How can these violations be prevented?

  • Ratify the UN Convention on the Rights of Persons with Disabilities (CRPD). The coming into force of the Convention is a major milestone in efforts to promote, protect and ensure the full and equal enjoyment of all human rights of people with disabilities. Countries should align their policies and laws to the Convention, ensuring that these promote autonomy, liberty, legal capacity, participation of people with mental health conditions, as well as the range of services required for independent community living.

  • Change attitudes and raise awareness. Ministries of Health, organizations of people with mental health conditions, health professionals, NGOs including Disabled Peoples’ Organizations academic institutions, professional organizations and other stakeholders should unify their efforts in educating and changing public attitudes towards mental illness and in advocating for the rights of people with mental disorders.
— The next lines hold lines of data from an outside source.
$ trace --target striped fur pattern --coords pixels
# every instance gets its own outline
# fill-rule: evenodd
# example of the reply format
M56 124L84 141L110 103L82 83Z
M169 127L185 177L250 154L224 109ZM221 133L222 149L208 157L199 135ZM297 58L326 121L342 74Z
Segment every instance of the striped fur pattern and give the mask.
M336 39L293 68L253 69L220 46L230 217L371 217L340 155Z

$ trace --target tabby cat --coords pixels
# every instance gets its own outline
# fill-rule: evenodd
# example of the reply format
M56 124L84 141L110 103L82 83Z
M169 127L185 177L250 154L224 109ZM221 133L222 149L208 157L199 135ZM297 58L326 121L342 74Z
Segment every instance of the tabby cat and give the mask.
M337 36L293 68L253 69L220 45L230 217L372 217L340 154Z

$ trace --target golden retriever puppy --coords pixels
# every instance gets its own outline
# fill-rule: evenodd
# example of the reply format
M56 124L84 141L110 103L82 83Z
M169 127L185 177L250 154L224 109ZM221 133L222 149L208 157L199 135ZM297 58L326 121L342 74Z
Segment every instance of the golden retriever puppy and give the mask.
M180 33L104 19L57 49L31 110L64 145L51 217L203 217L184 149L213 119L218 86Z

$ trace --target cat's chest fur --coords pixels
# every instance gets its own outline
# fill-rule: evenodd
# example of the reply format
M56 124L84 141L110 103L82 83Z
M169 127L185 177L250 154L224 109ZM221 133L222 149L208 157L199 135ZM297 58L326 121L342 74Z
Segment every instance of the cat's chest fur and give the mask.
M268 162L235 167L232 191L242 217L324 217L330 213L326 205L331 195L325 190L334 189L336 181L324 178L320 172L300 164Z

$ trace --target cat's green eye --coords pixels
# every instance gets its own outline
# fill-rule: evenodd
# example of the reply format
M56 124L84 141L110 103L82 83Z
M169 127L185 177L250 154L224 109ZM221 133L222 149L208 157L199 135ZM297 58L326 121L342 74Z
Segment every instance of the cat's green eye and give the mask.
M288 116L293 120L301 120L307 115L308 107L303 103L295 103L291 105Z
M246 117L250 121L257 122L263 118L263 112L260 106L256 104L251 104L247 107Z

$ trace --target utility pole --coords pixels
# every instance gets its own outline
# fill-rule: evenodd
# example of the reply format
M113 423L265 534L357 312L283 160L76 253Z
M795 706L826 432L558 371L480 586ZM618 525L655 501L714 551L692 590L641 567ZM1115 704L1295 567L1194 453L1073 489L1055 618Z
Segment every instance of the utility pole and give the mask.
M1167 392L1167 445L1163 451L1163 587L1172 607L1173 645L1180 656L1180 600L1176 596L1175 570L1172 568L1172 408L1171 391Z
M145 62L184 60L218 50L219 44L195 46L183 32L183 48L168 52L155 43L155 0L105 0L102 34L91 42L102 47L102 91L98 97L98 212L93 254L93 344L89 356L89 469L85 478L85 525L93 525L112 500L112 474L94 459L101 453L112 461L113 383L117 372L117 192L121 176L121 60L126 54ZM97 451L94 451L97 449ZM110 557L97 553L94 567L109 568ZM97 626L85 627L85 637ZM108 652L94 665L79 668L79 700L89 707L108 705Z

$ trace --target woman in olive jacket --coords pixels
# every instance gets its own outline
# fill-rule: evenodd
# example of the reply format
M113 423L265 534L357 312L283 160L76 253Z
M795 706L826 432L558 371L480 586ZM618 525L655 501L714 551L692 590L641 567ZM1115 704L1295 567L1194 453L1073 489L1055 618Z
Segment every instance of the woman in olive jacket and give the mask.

  • Improve human rights in mental health facilities. Ways to assess quality of care and human rights conditions should be established to protect against inhuman and degrading treatment, poor living conditions and involuntary admission and treatment. People should be able to file complaints in cases of human rights violations.

  • Empower people with mental health conditions and their families. Governments should support creating and/or strengthening of organizations of people with mental health conditions and as well as family organizations. Such groups are in the best position to highlight problems, specify their needs, and help find solutions to prevent violations and improving mental health and other required services in countries. They have a crucial role to play in the design and implementation of policies, plans, laws and services.

  • Replace psychiatric institutions with community care. Large institutions, which are so often associated with human rights violations, should be replaced by community mental health care services, backed by psychiatric beds in general hospital and home care support. Mental health services need to link to services and supports in the community, enabling people with mental health conditions to enjoy educational, employment, social service and housing opportunities on an equal basis with others.

  • Increase investment in mental health. Governments need to dedicate more of their health budget to mental health. In addition the mental health workforce at each level of the health care system needs to be developed and trained to ensure that all people have access to good quality mental health services that promote recovery and respect for human rights.

The WHO QualityRights project aims to help countries to achieve these goals. The project supports governments to assess and improve quality and human rights conditions in mental health services. It alsobuilds capacity on human rights and recovery, empower people with mental health conditions through the strengthening of Disabled People’s Organizations, and reform national policies and legislation in line with international human rights standards.